Missile Damages DHL
Cargo Plane Over Baghdad

By Steve Kirby

BAGHDAD (AFP) - A civilian aircraft belonging to international express courier DHL made an emergency landing in Baghdad Saturday after being hit by a surface-to-air missile in the first successful strike on a plane of the seven-month-old Iraq insurgency.
Nobody was injured in the attack, but it prompted both DHL and Jordanian carrier Royal Wings, the only airline to offer civilian passenger flights into Baghdad, to suspend their services.
"A DHL plane took off from Baghdad airport this morning and was hit by a SAM-7 surface-to-air missile," said a US military official who asked not to be identified.

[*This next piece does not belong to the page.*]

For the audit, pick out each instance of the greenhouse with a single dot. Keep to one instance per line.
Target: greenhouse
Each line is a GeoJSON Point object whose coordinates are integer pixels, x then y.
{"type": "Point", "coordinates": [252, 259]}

"It caught fire, it turned around and came back to the airport where it safely landed. The fire was taken out."
Basim al-Waziri, a resident of the southern Yusifiyeh area of the capital, said he saw the missile being fired on the aircraft and hitting its left wing, setting it ablaze.
DHL spokeswoman Patricia Thomson said the Airbus A300 freighter had been flying from Baghdad to the company's Gulf hub in Bahrain when it was forced to return to the Iraqi capital at around 9:30 am (0630 GMT).
"This emergency landing was undertaken successfully. I'm delighted to confirm that all on board escaped any injury," she said in Brussels.
It was the first time that a plane using Baghdad airport had been hit by a missile although eight previous firings had been reported and at least one US military helicopter downed.
All of the previous firings on fixed-wing aircraft had been against military or official planes, not civilian ones, according to the Iraqi transport ministry.
The strike prompted DHL to announce it had halted its flights temporarily while it considered the longer term future of its service. Royal Jordanian, parent company of Royal Wings, announced a longer suspension.
"Certainly for today our operations are suspended and I would imagine for tomorrow also," DHL's spokeswoman said.
"At the moment there are discussions ongoing as to whether we will actually suspend operations (for the long term)," said Thomson. The discussions are "at the most senior level with the relevant aviation authorities."
The formerly US-owned courier, now owned by German giant Deutsche Post, has been operating an average of three flights a day into the Iraqi capital, carrying US government mail and humanitarian aid as well more routine packages and documents.
Royal Jordanian said it was cancelling Royal Wings flights from Amman to Baghdad until at least Wednesday.
"After November 25, the company will decide if it will restart its flights to Baghdad or not," an official said.
Its three-month-old service, which became daily this month, has been open only to journalists, businessmen, aid workers, coalition officials and members of Iraq's US-installed interim Governing Council.
The SA-7, made by Russian firm Strella, has a range of up to 3,200 metres (3,500 yards) and has proved an ideal weapon for insurgents fighting the US-led occupation as it is fired by a single person.
Thousands of them were bought by Saddam Hussein's regime and many fell into civilian hands after the collapse of his armed forces during the spring invasion.
The coalition has set up a buy-back programme in an attempt to get the weapons off the streets but acknowledges that hundreds probably remain in the hands of their foes.
The missile threat has prevented the full reopening of Baghdad airport despite huge interest from international carriers including British Airways, the Netherlands' KLM and Scandinavian firm SAS, as well as regional airlines.
Iraq's interim transport minister Benham Polis told AFP earlier this month that he had asked US civilian administrator Paul Bremer for permission to begin scheduled passenger flights this week.
But in the light of the persistent missile threat, that authorization is likely to continue to be withheld.